Teachers can also encourage their students to critique their textbook. Each
student can pick on a topic s/he thinks is badly handled, or the entire class can
work together on a common problem. Chapter 5 told of an Illinois teacher who
upset her sixth graders by telling them that most presidents before Lincoln
were slave owners. After her students convinced themselves that she was right,
they were outraged with their textbook, which devoted many pages to
Washington, Jefferson, Madison, Jackson, and the rest without a word about
their owning slaves. They wound up sending a letter to the putative author and
the publisher. The author never replied, but someone at the publisher sent a
bland reply that thanked them for providing “useful feedback on our product,”
assured them “we are always striving to improve our product,” and concluded
by pointing out that the textbook included several pages on the civil rights
movement. “What does this have to do with our critique?” exclaimed the
students. Presumably the answer to their question was “It’s ‘black,’ isn’t it?!”
Such an encounter amounts to a win-win situation. If the students receive an
intelligent reply that takes their point seriously, then they have helped to
improve the book in its next edition. If they get a boilerplate reply like these
Illinois sixth graders, then they realize no one is at home intellectually in this
publishing enterprise, so they had better read critically from here on.

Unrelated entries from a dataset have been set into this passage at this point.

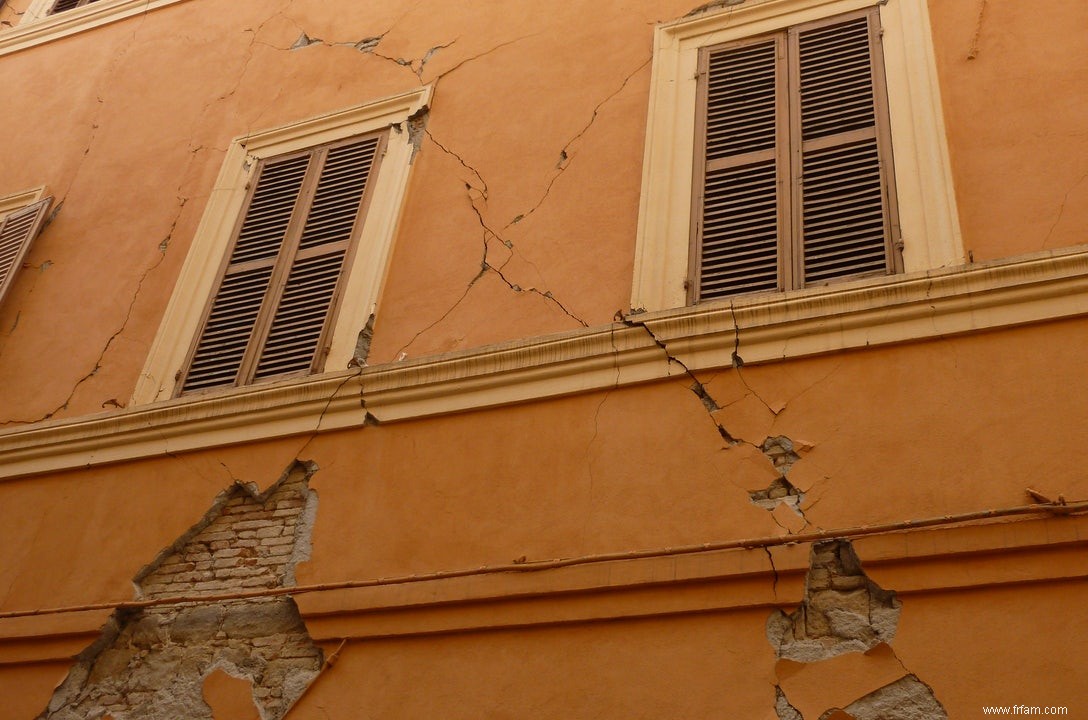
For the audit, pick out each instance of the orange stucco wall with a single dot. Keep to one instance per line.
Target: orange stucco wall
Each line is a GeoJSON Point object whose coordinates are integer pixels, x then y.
{"type": "Point", "coordinates": [532, 161]}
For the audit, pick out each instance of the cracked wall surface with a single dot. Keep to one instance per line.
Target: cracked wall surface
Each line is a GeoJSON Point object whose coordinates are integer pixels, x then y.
{"type": "Point", "coordinates": [150, 663]}
{"type": "Point", "coordinates": [520, 221]}
{"type": "Point", "coordinates": [842, 613]}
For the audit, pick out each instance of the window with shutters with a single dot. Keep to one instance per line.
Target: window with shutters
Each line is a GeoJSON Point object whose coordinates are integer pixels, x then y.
{"type": "Point", "coordinates": [796, 187]}
{"type": "Point", "coordinates": [271, 314]}
{"type": "Point", "coordinates": [61, 5]}
{"type": "Point", "coordinates": [286, 265]}
{"type": "Point", "coordinates": [17, 230]}
{"type": "Point", "coordinates": [769, 152]}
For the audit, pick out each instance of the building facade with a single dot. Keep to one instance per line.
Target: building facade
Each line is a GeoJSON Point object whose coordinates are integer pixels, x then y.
{"type": "Point", "coordinates": [510, 360]}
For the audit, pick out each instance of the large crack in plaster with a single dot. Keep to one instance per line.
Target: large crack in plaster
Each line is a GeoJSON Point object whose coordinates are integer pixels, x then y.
{"type": "Point", "coordinates": [842, 612]}
{"type": "Point", "coordinates": [151, 663]}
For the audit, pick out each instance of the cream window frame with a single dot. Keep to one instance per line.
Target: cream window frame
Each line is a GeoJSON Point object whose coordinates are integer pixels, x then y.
{"type": "Point", "coordinates": [37, 26]}
{"type": "Point", "coordinates": [366, 272]}
{"type": "Point", "coordinates": [926, 198]}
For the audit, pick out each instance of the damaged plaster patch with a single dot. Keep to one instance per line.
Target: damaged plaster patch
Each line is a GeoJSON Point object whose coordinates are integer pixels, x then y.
{"type": "Point", "coordinates": [907, 698]}
{"type": "Point", "coordinates": [782, 707]}
{"type": "Point", "coordinates": [842, 611]}
{"type": "Point", "coordinates": [780, 451]}
{"type": "Point", "coordinates": [780, 492]}
{"type": "Point", "coordinates": [150, 663]}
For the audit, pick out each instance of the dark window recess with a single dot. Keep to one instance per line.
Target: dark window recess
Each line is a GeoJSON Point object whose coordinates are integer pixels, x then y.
{"type": "Point", "coordinates": [793, 183]}
{"type": "Point", "coordinates": [61, 5]}
{"type": "Point", "coordinates": [17, 230]}
{"type": "Point", "coordinates": [275, 303]}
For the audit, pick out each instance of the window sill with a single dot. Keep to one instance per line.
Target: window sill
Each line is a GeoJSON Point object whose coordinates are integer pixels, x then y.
{"type": "Point", "coordinates": [32, 33]}
{"type": "Point", "coordinates": [762, 329]}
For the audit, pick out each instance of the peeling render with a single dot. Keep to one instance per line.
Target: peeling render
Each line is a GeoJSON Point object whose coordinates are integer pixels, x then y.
{"type": "Point", "coordinates": [907, 698]}
{"type": "Point", "coordinates": [151, 663]}
{"type": "Point", "coordinates": [843, 611]}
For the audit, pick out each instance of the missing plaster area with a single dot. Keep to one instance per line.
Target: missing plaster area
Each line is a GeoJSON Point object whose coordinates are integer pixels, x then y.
{"type": "Point", "coordinates": [781, 454]}
{"type": "Point", "coordinates": [151, 663]}
{"type": "Point", "coordinates": [842, 611]}
{"type": "Point", "coordinates": [907, 698]}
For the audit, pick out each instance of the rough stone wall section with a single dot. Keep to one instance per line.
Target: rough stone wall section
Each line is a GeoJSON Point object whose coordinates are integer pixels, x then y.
{"type": "Point", "coordinates": [151, 663]}
{"type": "Point", "coordinates": [844, 611]}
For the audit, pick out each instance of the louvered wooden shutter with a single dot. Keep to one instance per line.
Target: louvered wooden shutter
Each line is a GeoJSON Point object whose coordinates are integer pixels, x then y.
{"type": "Point", "coordinates": [793, 175]}
{"type": "Point", "coordinates": [61, 5]}
{"type": "Point", "coordinates": [17, 230]}
{"type": "Point", "coordinates": [845, 214]}
{"type": "Point", "coordinates": [275, 302]}
{"type": "Point", "coordinates": [740, 207]}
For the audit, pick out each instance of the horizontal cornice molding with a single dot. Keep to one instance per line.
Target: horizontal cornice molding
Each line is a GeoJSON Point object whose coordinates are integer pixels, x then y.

Even if teachers do not challenge textbook doctrine, students and the rest of
us are potential sources of change. African American students have actively
pressured several urban school systems for new history curricula. Two white
sixth-grade girls in Springfield, Illinois, who did a National History Day
project on the 1908 riot that tried to make that town an all-white “sundown
town,” followed their project up by spurring the city to create a “race riot
walking tour” as apology and remembrance. Two Native American high school
students spurred the state of Minnesota to eliminate the word squaw, a
derogatory term for female American Indians, as a formal name on the
landscape. And all across America, confronted with teachers who still simply
teach from the textbook, students have challenged them with ideas from Lies
My Teacher Told Me. As one student put it: “I’ve been using your book to
heckle my teacher from the back of the room.”